Inquieta a Samsa la situación económica de la familia: hasta antes de la metamorfosis, la casa depende de él; luego, su padre y su madre, y la hermana Grete, despertarán del cómodo letargo en que vivían (pues vivían a costa de Gregorio) y se lanzarán al mercado laboral.

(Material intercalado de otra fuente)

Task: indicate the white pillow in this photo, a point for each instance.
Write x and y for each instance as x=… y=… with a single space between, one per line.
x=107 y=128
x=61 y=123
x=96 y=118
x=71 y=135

Nabokov también se ha detenido en ese doble proceso que se percibe en el relato: al comienzo, Samsa es un insecto y sus familiares son humanos; en el sufrimiento, el insecto se humaniza y los parientes del protagonista se animalizan hasta el punto de agredirlo y provocarle la muerte del modo más grotesco: “En esto, algo diestramente lanzado cayó junto a su lado, y rodó ante él: era una manzana, a la que pronto hubo de seguir otra. Gregorio, atemorizado, no se movió: era inútil continuar corriendo, pues el padre había resuelto bombardearle. Se había llenado los bolsillos con el contenido del frutero que estaba sobre el aparador, y arrojaba una manzana tras otra, aunque sin lograr por el momento dar en el blanco”.
Desde Bartleby, esa irrupción del absurdo parece atacar directamente a la realidad: el hecho aislado modifica nuestra idea del mundo. Lo que parecería normal ya no lo es, y lo anormal se comunica con ciertas pulsaciones realmente humanas. Una oficina en Wall Street, la burocracia de San Petersburgo, la administración de un hospital de provincias, y la existencia gris de una familia en Praga, sufren ese desfase de uno de sus integrantes que no se rebela a la estructura sino que es “puesto a un lado”. En Bartleby hay un “no” preferible y definitivo; en los otros, algo interno los lleva a dar la espalda y lanzarse en una búsqueda que será trágica y luminosa a un tiempo.
El “no” de Bartleby pone a temblar al mundo.